An Algorithm for Finding Fraudulent Images

Konrad Kording, a professor in Penn’s department of bioengineering and a Penn Integrates Knowledge (PIK) Professor, and colleagues have a new technique for identifying fraudulent scientific papers by spotting reused images. Rather than scrap a failed study, for example, a researcher might attempt to pass off images from a different experiment to give the false impression that their own was a success.

Dr. Kording, who also has an appointment in the department of neuroscience in Penn’s Perelman School of Medicine, and his collaborators developed an algorithm that can compare images across journal articles and detect such replicas, even if the image has been resized, rotated or cropped. They describe their technique in a paper, Bioscience-scale automated detection of figure element reuse, which was recently published on the bioRxiv preprint server.

“Any fraudulent paper damages science,” Dr. Kording says. “In biology, many times fraud is detected when someone looks at a few papers and says, ‘Hey, these images look a little similar.’ We reckoned we could make an algorithm that does the same thing.”

“Science depends on building upon other people’s work,” adds Daniel Acuna, lead author on the paper, and a student in Dr. Kording’s lab at Northwestern University at the time the study was conducted. “If you cannot trust other people’s work, the scientific process collapses and, worse, the general public loses trust in us. Some websites were doing this, anonymously, but at a painstakingly slow rate.”

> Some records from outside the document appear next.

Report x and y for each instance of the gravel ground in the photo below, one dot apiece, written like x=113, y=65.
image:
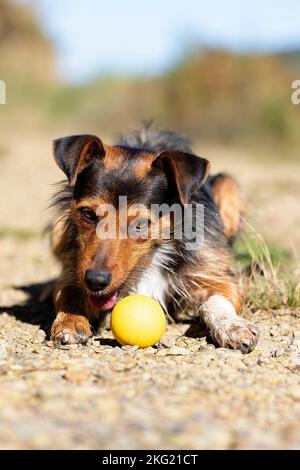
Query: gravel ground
x=184, y=393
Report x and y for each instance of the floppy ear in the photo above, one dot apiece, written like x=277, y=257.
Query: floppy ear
x=74, y=152
x=185, y=172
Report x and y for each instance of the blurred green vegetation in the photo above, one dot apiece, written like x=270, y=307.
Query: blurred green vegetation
x=209, y=95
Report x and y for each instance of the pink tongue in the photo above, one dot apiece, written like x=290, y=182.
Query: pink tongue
x=103, y=303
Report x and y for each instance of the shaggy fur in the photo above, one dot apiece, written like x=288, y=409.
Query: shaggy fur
x=149, y=167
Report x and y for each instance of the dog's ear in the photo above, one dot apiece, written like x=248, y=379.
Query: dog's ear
x=185, y=172
x=73, y=153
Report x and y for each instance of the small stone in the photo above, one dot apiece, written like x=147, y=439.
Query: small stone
x=174, y=351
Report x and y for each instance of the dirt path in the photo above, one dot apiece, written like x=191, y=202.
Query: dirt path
x=183, y=394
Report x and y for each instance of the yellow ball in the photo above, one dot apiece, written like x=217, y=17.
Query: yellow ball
x=138, y=320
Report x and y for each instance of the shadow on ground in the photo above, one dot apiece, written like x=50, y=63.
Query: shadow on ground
x=38, y=309
x=34, y=310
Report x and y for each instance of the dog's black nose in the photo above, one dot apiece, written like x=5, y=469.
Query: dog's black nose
x=97, y=280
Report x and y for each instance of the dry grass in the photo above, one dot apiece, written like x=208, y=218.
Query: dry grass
x=270, y=280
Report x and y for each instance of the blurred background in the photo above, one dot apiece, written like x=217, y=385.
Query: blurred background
x=218, y=72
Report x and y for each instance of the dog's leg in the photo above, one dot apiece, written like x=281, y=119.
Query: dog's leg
x=227, y=329
x=70, y=325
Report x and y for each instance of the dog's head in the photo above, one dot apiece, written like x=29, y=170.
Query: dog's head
x=114, y=189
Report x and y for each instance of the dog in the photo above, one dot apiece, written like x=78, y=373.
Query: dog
x=149, y=167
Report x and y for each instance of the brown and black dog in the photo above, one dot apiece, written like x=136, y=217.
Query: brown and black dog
x=149, y=167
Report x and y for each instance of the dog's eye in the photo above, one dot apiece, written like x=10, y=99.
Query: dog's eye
x=142, y=225
x=88, y=214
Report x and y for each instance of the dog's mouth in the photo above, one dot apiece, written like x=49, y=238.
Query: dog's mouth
x=103, y=302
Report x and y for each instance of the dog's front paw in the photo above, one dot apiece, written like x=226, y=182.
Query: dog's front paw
x=237, y=333
x=70, y=329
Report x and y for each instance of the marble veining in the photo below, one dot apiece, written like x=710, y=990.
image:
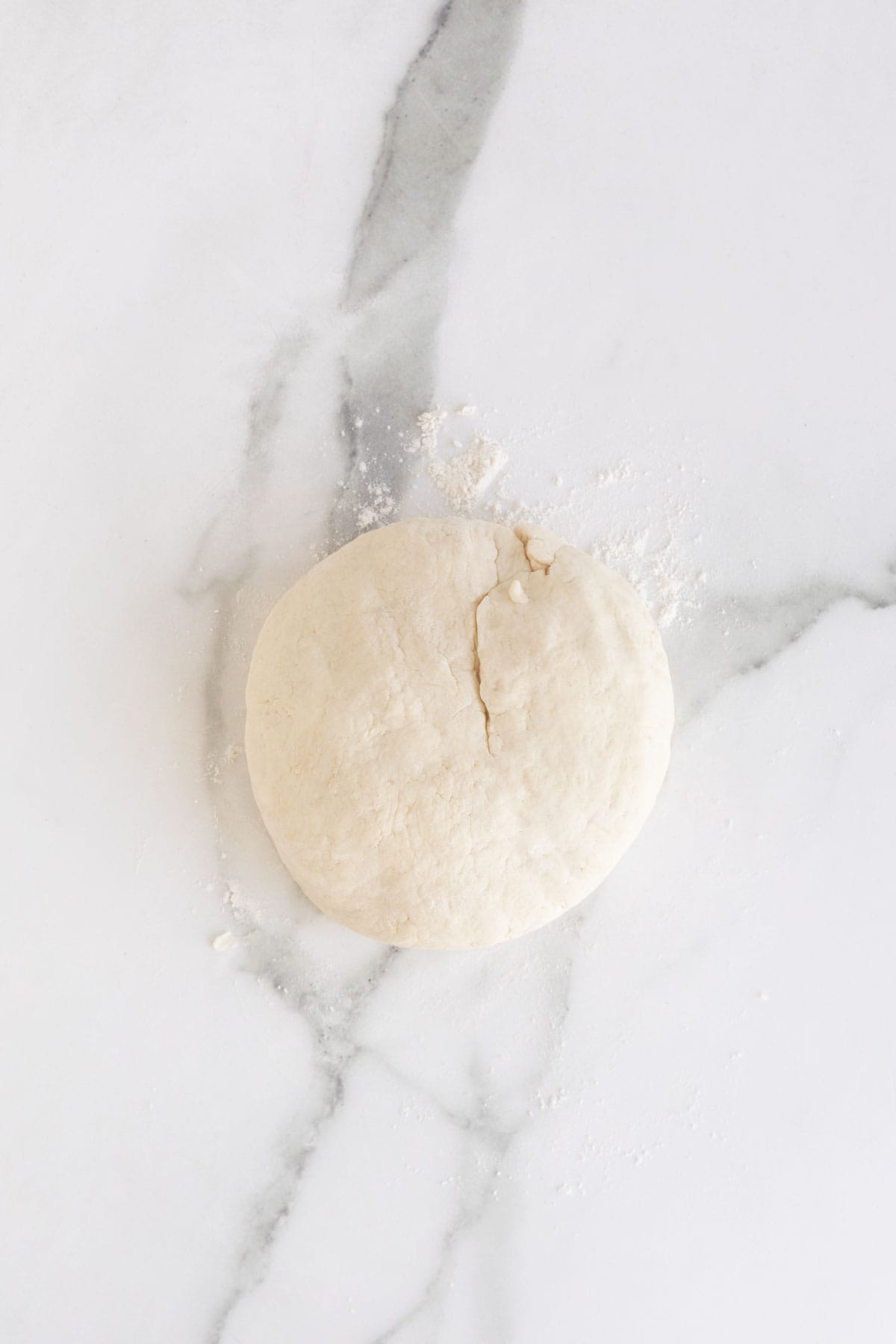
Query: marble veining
x=242, y=250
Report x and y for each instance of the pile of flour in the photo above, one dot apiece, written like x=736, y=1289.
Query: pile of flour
x=649, y=542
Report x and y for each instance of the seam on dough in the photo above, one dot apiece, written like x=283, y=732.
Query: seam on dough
x=477, y=665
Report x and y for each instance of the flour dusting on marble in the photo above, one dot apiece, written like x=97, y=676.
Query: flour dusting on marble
x=650, y=541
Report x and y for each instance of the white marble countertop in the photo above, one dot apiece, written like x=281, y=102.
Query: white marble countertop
x=645, y=242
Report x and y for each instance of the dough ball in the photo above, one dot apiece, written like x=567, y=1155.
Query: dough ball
x=455, y=729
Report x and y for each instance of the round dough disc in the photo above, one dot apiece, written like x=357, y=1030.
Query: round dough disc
x=455, y=729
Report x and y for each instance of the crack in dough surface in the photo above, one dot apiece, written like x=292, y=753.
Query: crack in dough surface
x=455, y=729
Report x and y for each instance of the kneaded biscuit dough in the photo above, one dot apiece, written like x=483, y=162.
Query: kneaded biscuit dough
x=455, y=729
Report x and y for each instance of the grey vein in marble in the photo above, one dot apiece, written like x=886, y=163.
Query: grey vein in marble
x=332, y=1023
x=756, y=632
x=396, y=279
x=394, y=293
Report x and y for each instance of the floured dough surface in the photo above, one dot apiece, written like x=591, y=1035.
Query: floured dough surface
x=455, y=729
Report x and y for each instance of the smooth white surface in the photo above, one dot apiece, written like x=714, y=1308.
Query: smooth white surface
x=640, y=233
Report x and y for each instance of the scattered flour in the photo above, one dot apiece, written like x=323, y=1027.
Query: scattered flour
x=641, y=539
x=465, y=477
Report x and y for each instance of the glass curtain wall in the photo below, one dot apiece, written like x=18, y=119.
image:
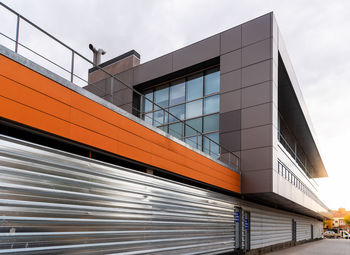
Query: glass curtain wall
x=194, y=99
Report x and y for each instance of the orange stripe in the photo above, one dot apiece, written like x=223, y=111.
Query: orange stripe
x=32, y=99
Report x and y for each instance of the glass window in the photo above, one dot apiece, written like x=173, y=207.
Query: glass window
x=194, y=87
x=211, y=104
x=211, y=146
x=178, y=111
x=176, y=129
x=161, y=96
x=148, y=117
x=212, y=81
x=211, y=123
x=192, y=126
x=194, y=141
x=147, y=104
x=177, y=92
x=160, y=117
x=194, y=109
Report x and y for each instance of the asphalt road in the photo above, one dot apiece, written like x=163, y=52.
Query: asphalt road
x=323, y=247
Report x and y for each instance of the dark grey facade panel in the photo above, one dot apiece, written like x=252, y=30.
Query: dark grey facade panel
x=230, y=101
x=231, y=140
x=257, y=52
x=256, y=137
x=257, y=29
x=196, y=53
x=257, y=94
x=153, y=69
x=257, y=159
x=230, y=121
x=231, y=81
x=257, y=115
x=231, y=40
x=257, y=73
x=231, y=61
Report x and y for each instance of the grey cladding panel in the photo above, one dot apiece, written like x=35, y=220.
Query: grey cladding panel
x=257, y=52
x=256, y=30
x=231, y=39
x=231, y=140
x=196, y=53
x=257, y=115
x=153, y=69
x=257, y=137
x=230, y=81
x=230, y=61
x=230, y=121
x=256, y=159
x=257, y=181
x=230, y=101
x=257, y=94
x=257, y=73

Dr. Kording says he and his collaborators are now thinking of licensing out the algorithm to academic journals, but first need to consider some ethical questions. While the algorithm could potentially pick out phony results, it could also generate false accusations if an image reuse was simply a mistake.

“We can detect fraud at scale,” Dr. Kording says, “but there can be things that look like fraud that are not.”